Une crise permanente
Les Etats-Unis ne peuvent tabler sur une politique de sanctions, estime Handelsblatt :
«La Corée du Nord, dans la mesure où elle veut décourager les velléités d'attaques américaines, ne renoncera jamais à devenir une véritable puissance nucléaire. Par ailleurs, la menace qui consiste à promettre le chaos nucléaire est l'argument de dissuasion numéro un des ultranationalistes à Pyongyang. Ils entendent ainsi pousser les Etats-Unis à renoncer à défendre la Corée du Sud, les contraindre à retirer leurs troupes de la péninsule et obtenir une réunification de la Corée sous l'égide de Pyongyang. ... De leur côté, ni la Chine ni la Russie n'ont intérêt à provoquer une rupture en prenant des sanctions trop strictes à l'encontre de la Corée du Nord. Car ce pays pauvre, qui forme une zone-tampon appréciable avec les Etats-Unis, peut aussi contribuer à semer la discorde entre Washington et ses alliés en Asie du Sud-Est.»

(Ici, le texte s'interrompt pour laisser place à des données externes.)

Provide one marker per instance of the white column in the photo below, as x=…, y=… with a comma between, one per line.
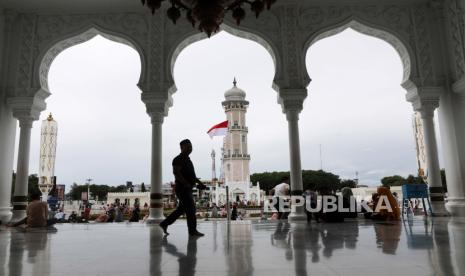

Le dialogue est la seule issue
La diplomatie représente l'unique moyen de résoudre le conflit avec la Corée du Nord, commente Delo, rappelant la fin de la guerre froide :
«Si l'on songe que l'interlocuteur principal de Washington n'est pas Pyongyang mais Pékin, on peut considérer qu'il s'agit du moment idéal pour mener des discussions, comme celles entre [les dirigeants américain et soviétique] Ronald Reagan et Mikhaïl Gorbatchev à la fin des années 1980. Les deux leaders avaient alors reconnu que l'initiative la plus judicieuse consistait avant tout à réduire les arsenaux atomiques. ... Si Trump ne veut pas rester dans les mémoires comme un mauvais président, il doit se demander ce qu'il peut encore faire pour rendre véritablement 'leur grandeur aux Etats-Unis'. Il peut faire en sorte, par exemple, que la réflexion et la diplomatie prennent le pas sur le bellicisme.»